1) Fanatic spiritualist lets you hit maximum effective happiness (90%) on your home world for a solid 20% production/energy bonus on day 1. Can't do that with spiritual/individualist unless you also pick up communal which is an option, but I'd rather have enduring/industrialist with fanatic spiritualist for +35% production, +20% energy on day 1.

2) Happiness buildings in general have a few disadvantages. First - sectors don't build them, so they only apply to your 5 core worlds (with the exception of stock exchange and the academy the bonuses for which are empire wide). Second, and most important, you actually lose all tile yields for the tile you used for the building. Building 2 happiness buildings (e.g. paradise dome and entertainment complex) means you lose anywhere between 10% and 20% of a world's tile yields. Consider a simple example - a 20 pop world. You need say 3 tiles for farms and 1 for a capitol. That leaves 16 tiles for energy or science. Building two happiness buildings busts that down to 14 tiles, a loss of 12.5%. So building a second happiness building to advance from 80% happiness to 90% happiness for a gain of 10% isn't actually a good idea unless your at 23-24 pops.

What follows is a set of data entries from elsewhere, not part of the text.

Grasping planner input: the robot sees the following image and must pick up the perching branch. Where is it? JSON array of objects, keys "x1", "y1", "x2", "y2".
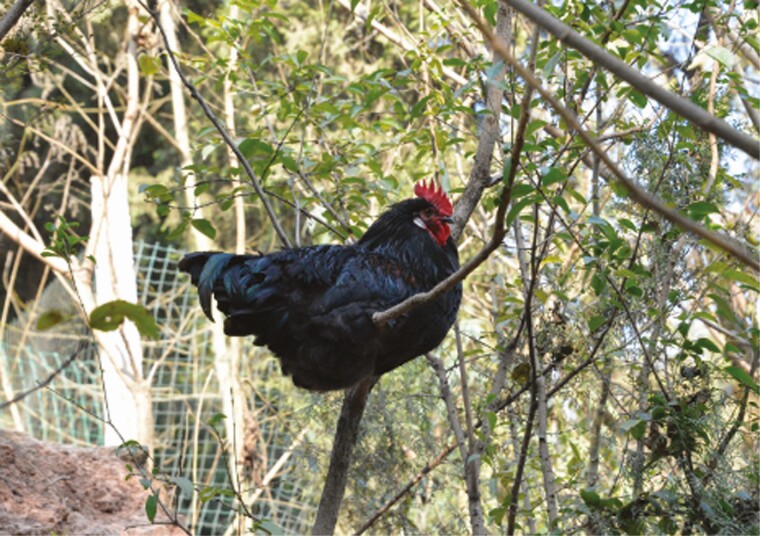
[
  {"x1": 372, "y1": 24, "x2": 532, "y2": 326},
  {"x1": 458, "y1": 0, "x2": 760, "y2": 270},
  {"x1": 311, "y1": 377, "x2": 377, "y2": 534},
  {"x1": 502, "y1": 0, "x2": 760, "y2": 160},
  {"x1": 143, "y1": 4, "x2": 291, "y2": 247}
]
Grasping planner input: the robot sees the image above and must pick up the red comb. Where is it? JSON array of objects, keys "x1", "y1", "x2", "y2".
[{"x1": 414, "y1": 179, "x2": 454, "y2": 216}]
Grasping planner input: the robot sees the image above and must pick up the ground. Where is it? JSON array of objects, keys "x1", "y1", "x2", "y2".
[{"x1": 0, "y1": 430, "x2": 184, "y2": 536}]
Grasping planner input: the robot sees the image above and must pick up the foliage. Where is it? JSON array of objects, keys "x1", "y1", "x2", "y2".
[{"x1": 0, "y1": 0, "x2": 760, "y2": 534}]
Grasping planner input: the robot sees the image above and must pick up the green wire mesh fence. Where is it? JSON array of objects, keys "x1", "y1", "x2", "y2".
[{"x1": 0, "y1": 242, "x2": 321, "y2": 534}]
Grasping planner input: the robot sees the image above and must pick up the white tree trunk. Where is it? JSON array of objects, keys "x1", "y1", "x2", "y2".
[{"x1": 90, "y1": 173, "x2": 152, "y2": 446}]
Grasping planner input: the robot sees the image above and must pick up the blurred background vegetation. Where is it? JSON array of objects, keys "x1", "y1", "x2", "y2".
[{"x1": 0, "y1": 0, "x2": 760, "y2": 534}]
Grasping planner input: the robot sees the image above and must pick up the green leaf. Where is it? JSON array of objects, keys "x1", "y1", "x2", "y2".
[
  {"x1": 190, "y1": 219, "x2": 216, "y2": 240},
  {"x1": 723, "y1": 365, "x2": 760, "y2": 394},
  {"x1": 37, "y1": 309, "x2": 66, "y2": 331},
  {"x1": 238, "y1": 138, "x2": 274, "y2": 160},
  {"x1": 620, "y1": 419, "x2": 647, "y2": 440},
  {"x1": 704, "y1": 46, "x2": 736, "y2": 69},
  {"x1": 721, "y1": 270, "x2": 760, "y2": 291},
  {"x1": 208, "y1": 413, "x2": 227, "y2": 427},
  {"x1": 172, "y1": 476, "x2": 194, "y2": 497},
  {"x1": 510, "y1": 183, "x2": 536, "y2": 199},
  {"x1": 628, "y1": 89, "x2": 648, "y2": 108},
  {"x1": 591, "y1": 272, "x2": 607, "y2": 296},
  {"x1": 506, "y1": 195, "x2": 538, "y2": 227},
  {"x1": 581, "y1": 489, "x2": 602, "y2": 507},
  {"x1": 145, "y1": 491, "x2": 159, "y2": 523},
  {"x1": 588, "y1": 316, "x2": 605, "y2": 332},
  {"x1": 541, "y1": 167, "x2": 567, "y2": 187},
  {"x1": 137, "y1": 54, "x2": 161, "y2": 76},
  {"x1": 686, "y1": 201, "x2": 718, "y2": 219},
  {"x1": 90, "y1": 300, "x2": 159, "y2": 339}
]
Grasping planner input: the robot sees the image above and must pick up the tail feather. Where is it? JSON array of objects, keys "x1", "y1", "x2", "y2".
[{"x1": 179, "y1": 251, "x2": 234, "y2": 322}]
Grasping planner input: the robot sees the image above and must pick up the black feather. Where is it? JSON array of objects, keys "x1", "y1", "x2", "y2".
[{"x1": 179, "y1": 199, "x2": 462, "y2": 391}]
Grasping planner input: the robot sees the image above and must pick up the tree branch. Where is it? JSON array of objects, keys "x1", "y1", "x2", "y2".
[
  {"x1": 141, "y1": 2, "x2": 291, "y2": 247},
  {"x1": 0, "y1": 0, "x2": 34, "y2": 41},
  {"x1": 502, "y1": 0, "x2": 760, "y2": 160},
  {"x1": 458, "y1": 0, "x2": 760, "y2": 270},
  {"x1": 311, "y1": 377, "x2": 377, "y2": 534}
]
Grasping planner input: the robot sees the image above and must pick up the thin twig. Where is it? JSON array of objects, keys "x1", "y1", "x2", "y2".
[
  {"x1": 502, "y1": 0, "x2": 760, "y2": 159},
  {"x1": 140, "y1": 2, "x2": 291, "y2": 247}
]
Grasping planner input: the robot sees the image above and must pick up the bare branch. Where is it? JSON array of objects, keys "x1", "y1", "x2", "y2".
[
  {"x1": 0, "y1": 341, "x2": 87, "y2": 411},
  {"x1": 502, "y1": 0, "x2": 760, "y2": 159},
  {"x1": 311, "y1": 377, "x2": 377, "y2": 534},
  {"x1": 143, "y1": 4, "x2": 291, "y2": 247},
  {"x1": 458, "y1": 0, "x2": 760, "y2": 270},
  {"x1": 0, "y1": 0, "x2": 34, "y2": 41}
]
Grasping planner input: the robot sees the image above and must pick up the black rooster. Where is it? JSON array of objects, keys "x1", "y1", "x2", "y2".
[{"x1": 179, "y1": 182, "x2": 462, "y2": 391}]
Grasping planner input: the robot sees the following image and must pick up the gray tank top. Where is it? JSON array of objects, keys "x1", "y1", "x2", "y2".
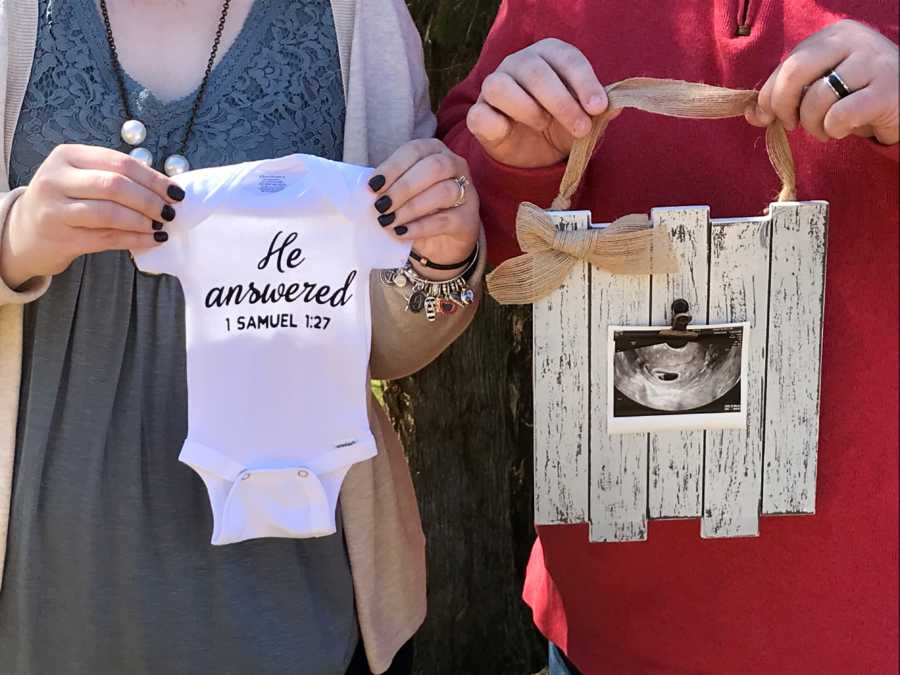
[{"x1": 0, "y1": 0, "x2": 358, "y2": 675}]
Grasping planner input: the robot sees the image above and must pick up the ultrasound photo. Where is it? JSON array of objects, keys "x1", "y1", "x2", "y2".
[{"x1": 608, "y1": 324, "x2": 750, "y2": 434}]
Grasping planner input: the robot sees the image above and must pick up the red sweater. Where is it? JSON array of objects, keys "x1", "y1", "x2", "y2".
[{"x1": 440, "y1": 0, "x2": 898, "y2": 675}]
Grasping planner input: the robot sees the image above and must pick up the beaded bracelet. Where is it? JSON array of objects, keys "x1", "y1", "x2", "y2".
[
  {"x1": 409, "y1": 241, "x2": 478, "y2": 272},
  {"x1": 381, "y1": 245, "x2": 479, "y2": 322}
]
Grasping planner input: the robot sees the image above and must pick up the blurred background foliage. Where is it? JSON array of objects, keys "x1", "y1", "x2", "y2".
[{"x1": 407, "y1": 0, "x2": 500, "y2": 101}]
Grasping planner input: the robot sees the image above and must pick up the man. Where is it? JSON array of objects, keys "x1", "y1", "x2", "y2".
[{"x1": 441, "y1": 0, "x2": 898, "y2": 675}]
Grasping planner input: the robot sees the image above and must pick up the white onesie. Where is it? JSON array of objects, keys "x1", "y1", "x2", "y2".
[{"x1": 134, "y1": 155, "x2": 410, "y2": 544}]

This is why Fanatic spiritual is excellent - if that extra 5% happiness pushes you over a threshold, you gain a significant advantage over someone that uses an additional tile just for happiness. Same argument can be made for moral/irenic democracy.

3) Fanatic Spiritualist are 60x more likely to generate the first psi tech option and 6x more likely for each subsequent psi tech. Regular spiritualists are 40x more likely to generate the first psi tech 4x for subsequent psi techs. So fanatic spiritualist is useful if you're aiming for psi jump drives or precog computers early.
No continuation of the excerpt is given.